Die Sache wird an das Patentamt zurückverwiesen.
G r ü n d e
I.
Der Anmelder, der seinen Wohnsitz in der Schweiz hat, hat am 14. Mai 1998 die
Patentanmeldung "Antistatische Bekleidung und Accessoires" eingereicht. Die
Prüfungsstelle 11.26 des Patentamts hat mit Bescheid vom 9. Oktober 1998 den
Anmelder darauf hingewiesen, daß derjenige, der im Inland weder Wohnsitz noch
Niederlassung hat, an dem im Patentgesetz geregelten Verfahren nur teilnehmen
und sein Recht aus dem Patent geltend machen kann, wenn er im Inland einen
Patentanwalt oder einen Anwalt bestellt hat.
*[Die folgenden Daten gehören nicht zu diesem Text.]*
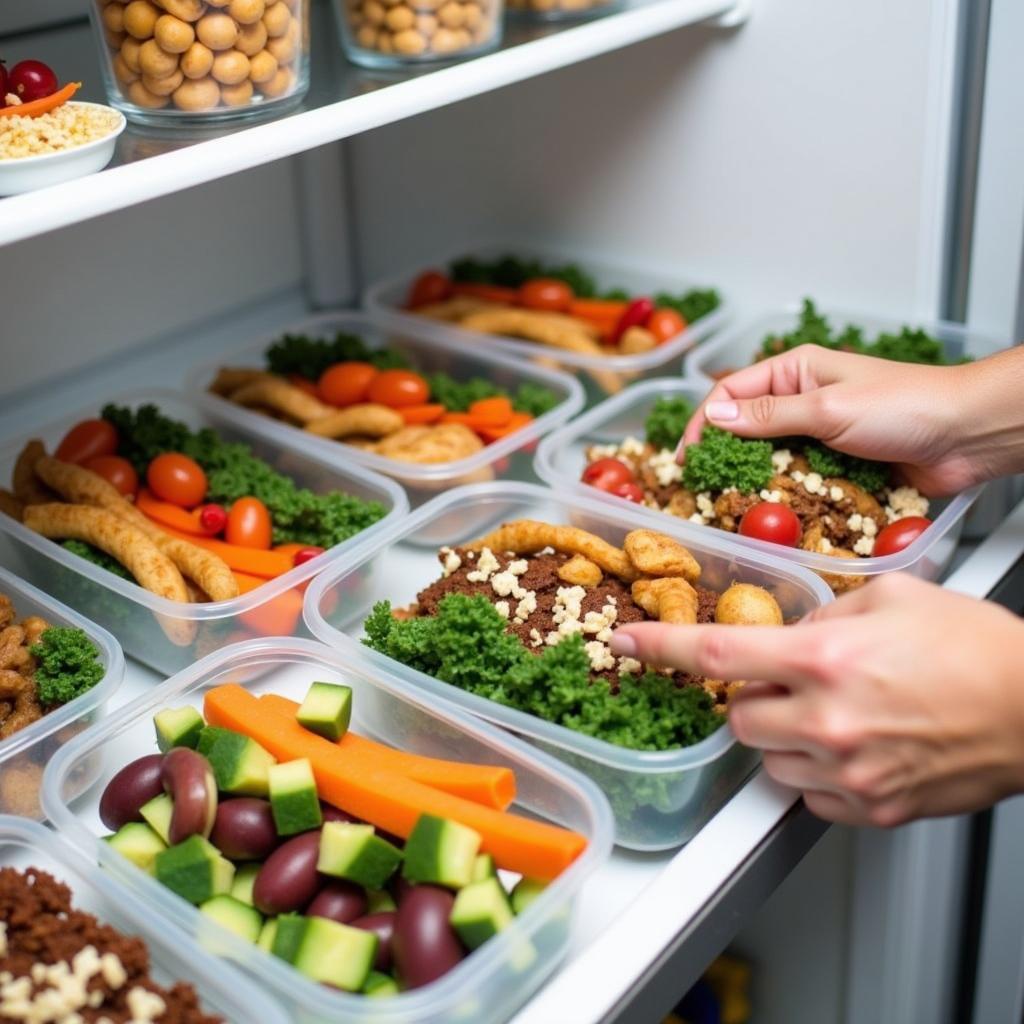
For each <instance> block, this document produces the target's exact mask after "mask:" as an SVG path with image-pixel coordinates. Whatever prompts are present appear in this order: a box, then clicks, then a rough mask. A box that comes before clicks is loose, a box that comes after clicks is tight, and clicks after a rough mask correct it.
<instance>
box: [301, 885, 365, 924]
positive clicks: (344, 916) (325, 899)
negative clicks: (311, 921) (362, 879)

Hierzu ist eine Frist von 4 Monaten gewährt worden, welche bei dem durch Aufgabe zur Post zugestellten Bescheid am 14. Februar 1999 abgelaufen ist. Nachdem bis zu diesem Zeitpunkt eine Vertreterbestellung nicht erfolgt ist, hat das Patentamt mit Beschluß vom 30. März 1999 die Anmeldung aus den Gründen des
genannten Bescheids vom 9. Oktober 1998 zurückgewiesen.
Mit dem am 9. September 2000 eingegangenen Schriftsatz hat sich ein Inlandsvertreter bestellt und gleichzeitig Wiedereinsetzung in den vorigen Stand bezüglich
der gesetzten Frist zur Bestellung eines Inlandsvertreters mit näheren Ausführungen beantragt.
Diesen Schriftsatz hat das Patentamt als Beschwerde angesehen, dieser nicht
abgeholfen und dem Bundespatentgericht vorgelegt.
Wegen der weiteren Einzelheiten wird auf den Akteninhalt Bezug genommen.
II.
Die Beschwerde gilt mangels der erforderlichen Beschwerdeerklärung als nicht
eingelegt.
Nach ständiger Rechtsprechung muß bei Einlegung einer Beschwerde in irgendeiner Form zum Ausdruck kommen, daß der ergangene Beschluß angefochten
werden soll (vgl Schulte, PatG, 5. Aufl 1994, § 73 Anm 16-18; Benkard: PatG,
9. Aufl 1993, § 73 Rdn 27, 28). Soweit sich das Patentamt in der Beschwerdevorlage auf den Schriftsatz vom 9. September 2000 als Eingang einer Beschwerde
bezieht, kann dem nicht gefolgt werden. Dieser 1 ½ Jahre nach Zurückweisung
der Anmeldung eingegangene Schriftsatz bezieht sich ausdrücklich auf eine
"Wiedereinsetzung in die Frist zur Bestellung eines Inlandsvertreters nach § 25 PatG".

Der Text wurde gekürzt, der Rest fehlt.